Febrile convulsions are one of the most common neurological disorders in childhood, affecting about 3% of children. They usually occur between 6 months and 3 years but can go up to 6 years of age (Lissauer & Clayden 2001). They are generalised seizures and occur in children as a result of rapid temperature rise above 39°C (102°F). Up to 75% of all febrile seizures involve a generalised onset, tonic–clonic seizure that lasts <15 min with no post-ictal neurological deficit or sequelae (Appleton & Gibbs 2004).
Status epilepticus
Status epilepticus is defined as a continuous tonic-clonic seizure lasting >30 min or a series of repeated seizures between which the child does not fully regain consciousness (Moules & Ramsey 2008). It is an emergency situation which is life-threatening and in which the child is at risk of permanent brain damage. It is important to support the child’s vital functions, i.e. maintain a patent airway, adequate oxygenation and hydration. Monitor vital signs and assess neurologic level. NICE (2002) recommends the use of benzodiazepines such as rectal diazepam or buccal midazolam for pre-hospital treatment, which if there was no response, could be repeated. Treatment with intravenous anticonvulsant/sedative drugs (i.e. lorazepam) will possibly be required. Loading doses of phenytoin, or phenobarbital, may be necessary if seizures persist. McIntyre et al (2005) suggest that buccal midazolam is more effective than rectal diazepam and does not have the side-effects of respiratory depression. Clonazepam or thiopental may then be necessary, but these drugs will suppress not only the epileptiform activity but also normal brain function. As this includes the breathing centres, these children will most probably require mechanical ventilation in an intensive care unit.
Epilepsy
Epilepsy is the commonest chronic neurological condition in childhood (SIGN 2003). It means having a tendency to experience recurrent seizures that originate in the brain, which happen when ordinary brain activity is suddenly disrupted. As the brain is responsible for a wide range of functions, seizures associated with epilepsy can take on many forms and affect areas such as memory, sensation, personality, consciousness, mood and movement. Any of these functions may be temporarily disturbed during the course of a seizure (NSE 2002a). The diagnosis of epilepsy has important health, educational and social implications for both the child and family (SIGN 2003). These can include behavioural and emotional problems that are sometimes caused by embarrassment or frustration associated with their epilepsy. Having epilepsy can affect your independence by restricting your access to driving and some people and their families live in fear of the next seizure.

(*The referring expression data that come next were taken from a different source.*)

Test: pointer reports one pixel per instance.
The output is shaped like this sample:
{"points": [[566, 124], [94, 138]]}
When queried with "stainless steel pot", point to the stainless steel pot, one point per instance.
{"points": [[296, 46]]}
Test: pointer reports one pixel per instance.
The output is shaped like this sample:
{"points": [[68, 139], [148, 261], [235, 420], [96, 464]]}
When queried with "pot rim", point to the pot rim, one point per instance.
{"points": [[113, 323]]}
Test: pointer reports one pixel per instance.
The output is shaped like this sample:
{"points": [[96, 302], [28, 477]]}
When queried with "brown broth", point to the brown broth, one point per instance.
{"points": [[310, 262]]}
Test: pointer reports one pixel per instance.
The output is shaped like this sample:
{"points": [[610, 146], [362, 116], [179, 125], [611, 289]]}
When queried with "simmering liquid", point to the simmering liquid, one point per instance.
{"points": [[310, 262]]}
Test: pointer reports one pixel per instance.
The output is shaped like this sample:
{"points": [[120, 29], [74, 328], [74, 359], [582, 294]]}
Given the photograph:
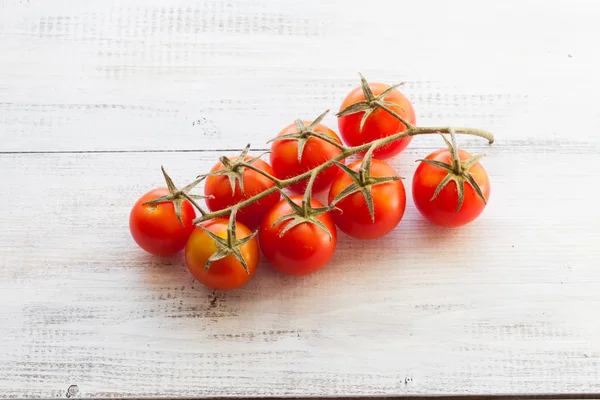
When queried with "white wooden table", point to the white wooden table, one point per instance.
{"points": [[95, 95]]}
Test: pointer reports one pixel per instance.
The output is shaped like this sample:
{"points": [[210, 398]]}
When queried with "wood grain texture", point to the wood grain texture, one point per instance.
{"points": [[96, 95]]}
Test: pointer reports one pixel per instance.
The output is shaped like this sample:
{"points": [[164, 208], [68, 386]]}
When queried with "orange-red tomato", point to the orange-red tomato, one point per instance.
{"points": [[441, 210], [303, 249], [284, 158], [226, 273], [389, 203], [155, 227], [254, 183], [379, 124]]}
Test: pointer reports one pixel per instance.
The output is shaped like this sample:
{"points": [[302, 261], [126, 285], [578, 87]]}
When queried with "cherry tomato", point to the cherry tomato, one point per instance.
{"points": [[303, 249], [379, 124], [389, 203], [226, 273], [254, 183], [284, 158], [441, 210], [155, 227]]}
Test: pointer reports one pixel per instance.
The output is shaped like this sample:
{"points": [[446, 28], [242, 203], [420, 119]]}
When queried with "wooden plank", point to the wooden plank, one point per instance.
{"points": [[503, 306], [141, 75]]}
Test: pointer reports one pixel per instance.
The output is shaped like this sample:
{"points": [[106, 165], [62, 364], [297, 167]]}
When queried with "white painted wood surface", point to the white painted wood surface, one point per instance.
{"points": [[93, 93]]}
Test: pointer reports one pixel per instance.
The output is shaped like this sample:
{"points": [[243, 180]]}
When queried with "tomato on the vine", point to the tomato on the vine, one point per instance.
{"points": [[227, 273], [219, 187], [442, 209], [315, 151], [378, 123], [389, 202], [155, 227], [304, 248]]}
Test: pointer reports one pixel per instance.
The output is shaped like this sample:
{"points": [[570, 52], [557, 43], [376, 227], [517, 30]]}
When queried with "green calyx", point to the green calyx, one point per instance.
{"points": [[304, 133], [177, 196], [363, 182], [458, 171], [372, 103], [304, 213], [234, 170], [229, 246]]}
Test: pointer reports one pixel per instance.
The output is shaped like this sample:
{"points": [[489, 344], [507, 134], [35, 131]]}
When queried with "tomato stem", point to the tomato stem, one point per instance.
{"points": [[346, 152]]}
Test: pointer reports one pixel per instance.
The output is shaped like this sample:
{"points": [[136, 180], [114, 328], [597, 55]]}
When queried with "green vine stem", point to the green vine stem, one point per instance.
{"points": [[411, 130]]}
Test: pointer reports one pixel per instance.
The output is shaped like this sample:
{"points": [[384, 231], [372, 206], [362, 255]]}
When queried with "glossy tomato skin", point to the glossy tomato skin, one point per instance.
{"points": [[155, 227], [227, 273], [254, 183], [379, 124], [284, 158], [441, 210], [389, 203], [302, 250]]}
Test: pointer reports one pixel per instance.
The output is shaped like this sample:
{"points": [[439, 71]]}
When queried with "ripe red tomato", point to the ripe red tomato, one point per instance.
{"points": [[442, 209], [389, 203], [303, 249], [155, 227], [379, 124], [254, 183], [226, 273], [284, 158]]}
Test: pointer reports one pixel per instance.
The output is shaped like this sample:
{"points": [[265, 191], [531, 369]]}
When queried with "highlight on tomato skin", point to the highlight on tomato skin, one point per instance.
{"points": [[442, 210], [226, 273], [352, 215], [219, 188], [379, 124], [285, 164], [305, 248], [155, 227]]}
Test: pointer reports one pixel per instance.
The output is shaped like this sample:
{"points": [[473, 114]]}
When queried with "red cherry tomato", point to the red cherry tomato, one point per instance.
{"points": [[379, 124], [303, 249], [226, 273], [284, 158], [155, 227], [389, 203], [441, 210], [254, 183]]}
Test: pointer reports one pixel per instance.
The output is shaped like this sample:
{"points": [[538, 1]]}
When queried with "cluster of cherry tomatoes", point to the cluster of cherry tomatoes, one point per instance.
{"points": [[296, 233]]}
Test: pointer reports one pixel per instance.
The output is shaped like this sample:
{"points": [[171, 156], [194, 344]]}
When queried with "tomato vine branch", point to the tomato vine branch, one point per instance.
{"points": [[412, 130]]}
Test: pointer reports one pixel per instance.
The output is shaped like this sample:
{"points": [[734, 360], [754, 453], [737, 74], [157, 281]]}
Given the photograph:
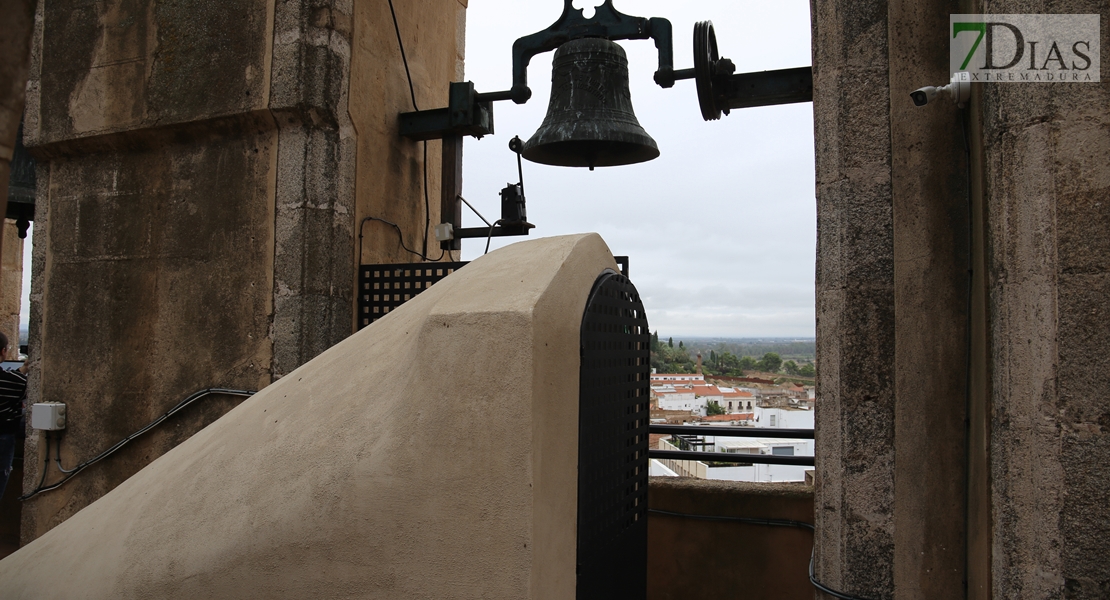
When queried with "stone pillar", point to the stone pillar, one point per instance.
{"points": [[1049, 262], [855, 419], [994, 487], [11, 284], [197, 204], [892, 300]]}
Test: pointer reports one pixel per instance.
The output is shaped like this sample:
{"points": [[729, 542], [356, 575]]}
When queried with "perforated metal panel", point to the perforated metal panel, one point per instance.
{"points": [[384, 287], [613, 435]]}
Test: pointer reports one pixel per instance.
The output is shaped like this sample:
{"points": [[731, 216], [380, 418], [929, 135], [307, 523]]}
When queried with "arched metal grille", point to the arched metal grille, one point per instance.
{"points": [[614, 415]]}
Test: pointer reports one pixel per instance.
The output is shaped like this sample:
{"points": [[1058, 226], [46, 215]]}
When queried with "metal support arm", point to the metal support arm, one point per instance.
{"points": [[608, 23]]}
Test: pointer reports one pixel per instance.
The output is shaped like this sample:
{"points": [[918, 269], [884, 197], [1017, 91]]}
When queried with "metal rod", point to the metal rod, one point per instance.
{"points": [[727, 457], [685, 73], [497, 232], [451, 187], [732, 431], [493, 97]]}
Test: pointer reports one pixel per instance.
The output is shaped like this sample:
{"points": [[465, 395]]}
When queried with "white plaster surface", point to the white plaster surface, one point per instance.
{"points": [[340, 480]]}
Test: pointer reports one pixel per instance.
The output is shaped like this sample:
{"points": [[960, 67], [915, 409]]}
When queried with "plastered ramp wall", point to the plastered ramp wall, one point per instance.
{"points": [[429, 456]]}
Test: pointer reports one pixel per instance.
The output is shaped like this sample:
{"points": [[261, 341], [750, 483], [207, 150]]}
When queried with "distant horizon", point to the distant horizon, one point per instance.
{"points": [[740, 338]]}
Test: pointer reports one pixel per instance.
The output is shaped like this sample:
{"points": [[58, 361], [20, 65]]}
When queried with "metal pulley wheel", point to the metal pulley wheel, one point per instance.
{"points": [[705, 59], [707, 68]]}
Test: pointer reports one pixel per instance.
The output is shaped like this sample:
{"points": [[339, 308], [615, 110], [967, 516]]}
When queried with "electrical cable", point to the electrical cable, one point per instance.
{"points": [[180, 406], [475, 211], [412, 93], [488, 237], [767, 522], [401, 237]]}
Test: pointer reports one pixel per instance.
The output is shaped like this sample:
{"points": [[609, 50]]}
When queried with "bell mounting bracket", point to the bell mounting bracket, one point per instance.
{"points": [[607, 23]]}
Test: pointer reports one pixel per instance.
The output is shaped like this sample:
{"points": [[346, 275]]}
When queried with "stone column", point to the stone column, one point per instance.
{"points": [[197, 203], [892, 298], [855, 417], [1047, 180]]}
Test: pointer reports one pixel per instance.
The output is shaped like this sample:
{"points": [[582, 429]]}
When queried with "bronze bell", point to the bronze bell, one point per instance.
{"points": [[589, 119]]}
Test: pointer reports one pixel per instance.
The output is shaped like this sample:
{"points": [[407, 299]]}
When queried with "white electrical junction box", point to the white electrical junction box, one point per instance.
{"points": [[48, 416]]}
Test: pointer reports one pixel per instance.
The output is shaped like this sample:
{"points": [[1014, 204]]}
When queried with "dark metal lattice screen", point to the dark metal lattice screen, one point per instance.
{"points": [[383, 288], [613, 439]]}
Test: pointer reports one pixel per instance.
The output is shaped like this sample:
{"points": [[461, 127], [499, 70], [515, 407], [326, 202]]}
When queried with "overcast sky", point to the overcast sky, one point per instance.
{"points": [[720, 229]]}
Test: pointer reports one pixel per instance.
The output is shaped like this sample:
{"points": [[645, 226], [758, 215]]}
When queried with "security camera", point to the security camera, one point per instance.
{"points": [[958, 90]]}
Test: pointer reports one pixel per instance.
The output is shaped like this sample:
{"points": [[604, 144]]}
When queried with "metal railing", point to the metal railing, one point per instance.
{"points": [[732, 431]]}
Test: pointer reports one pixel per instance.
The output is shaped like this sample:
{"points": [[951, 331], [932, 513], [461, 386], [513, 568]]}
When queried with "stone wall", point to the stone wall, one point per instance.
{"points": [[11, 284], [962, 434], [199, 175], [1047, 182]]}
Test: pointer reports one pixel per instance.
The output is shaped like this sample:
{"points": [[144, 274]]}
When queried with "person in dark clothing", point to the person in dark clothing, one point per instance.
{"points": [[12, 392]]}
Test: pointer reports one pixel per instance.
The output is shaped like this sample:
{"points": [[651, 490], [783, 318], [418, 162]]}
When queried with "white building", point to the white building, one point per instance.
{"points": [[778, 418]]}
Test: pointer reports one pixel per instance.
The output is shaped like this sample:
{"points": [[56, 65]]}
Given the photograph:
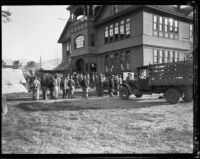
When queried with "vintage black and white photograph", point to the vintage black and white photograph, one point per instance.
{"points": [[97, 79]]}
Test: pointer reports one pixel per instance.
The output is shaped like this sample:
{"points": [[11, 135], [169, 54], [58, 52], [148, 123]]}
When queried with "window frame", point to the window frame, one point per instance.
{"points": [[106, 30], [75, 43], [122, 26], [116, 9], [168, 28], [128, 24], [191, 32]]}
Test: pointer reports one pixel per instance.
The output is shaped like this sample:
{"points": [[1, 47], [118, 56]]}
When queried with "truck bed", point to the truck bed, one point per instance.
{"points": [[177, 73]]}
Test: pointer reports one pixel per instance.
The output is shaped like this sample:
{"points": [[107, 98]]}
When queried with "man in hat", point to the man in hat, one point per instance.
{"points": [[36, 88]]}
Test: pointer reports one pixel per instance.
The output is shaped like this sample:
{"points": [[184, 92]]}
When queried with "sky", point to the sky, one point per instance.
{"points": [[34, 32]]}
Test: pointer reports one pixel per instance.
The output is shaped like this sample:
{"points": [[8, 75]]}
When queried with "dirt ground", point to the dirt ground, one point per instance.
{"points": [[97, 125]]}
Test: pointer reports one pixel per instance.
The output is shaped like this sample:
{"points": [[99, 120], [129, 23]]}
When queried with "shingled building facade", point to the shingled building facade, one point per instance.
{"points": [[119, 38]]}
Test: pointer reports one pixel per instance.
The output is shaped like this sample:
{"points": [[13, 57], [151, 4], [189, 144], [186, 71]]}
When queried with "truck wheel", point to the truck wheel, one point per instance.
{"points": [[138, 95], [187, 94], [172, 96], [124, 94]]}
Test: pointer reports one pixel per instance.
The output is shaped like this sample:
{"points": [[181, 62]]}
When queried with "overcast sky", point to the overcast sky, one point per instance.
{"points": [[33, 32]]}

Children diagnosed with epilepsy will be commenced on regular anticonvulsant medication. The type of seizure will determine which medications will be prescribed. Approximately 70–75% of children with epilepsy can be controlled with a single anticonvulsant drug. The current ‘recommended’ first-line drugs are sodium valproate for generalised seizures and carbamazepine for partial seizures (RCPCH 2003). It often takes time to find the drug most suitable for optimum treatment and dose adjustment is ongoing as the child grows and develops.
Adolescents
Teenagers with epilepsy are frequently caught between paediatric and adult services with neither service being able to understand, or satisfy, their specific needs and concerns. Emotional and social development is also important during this period, as young people try and find their place in society. Many young people at this time are emotionally impressionable (Barnes 2003). Adolescents who have epilepsy may find that the onset of puberty and its accompanying hormonal changes can lead to further seizures. This may occur, even although they were previously well controlled on medication. This can be particularly distressing, especially if they had been free of seizures for some time. In addition to the distress of seizures recurring, the adolescent in particular may be extremely sensitive about involuntary loss of control of bladder and bowel which can occur with some seizures.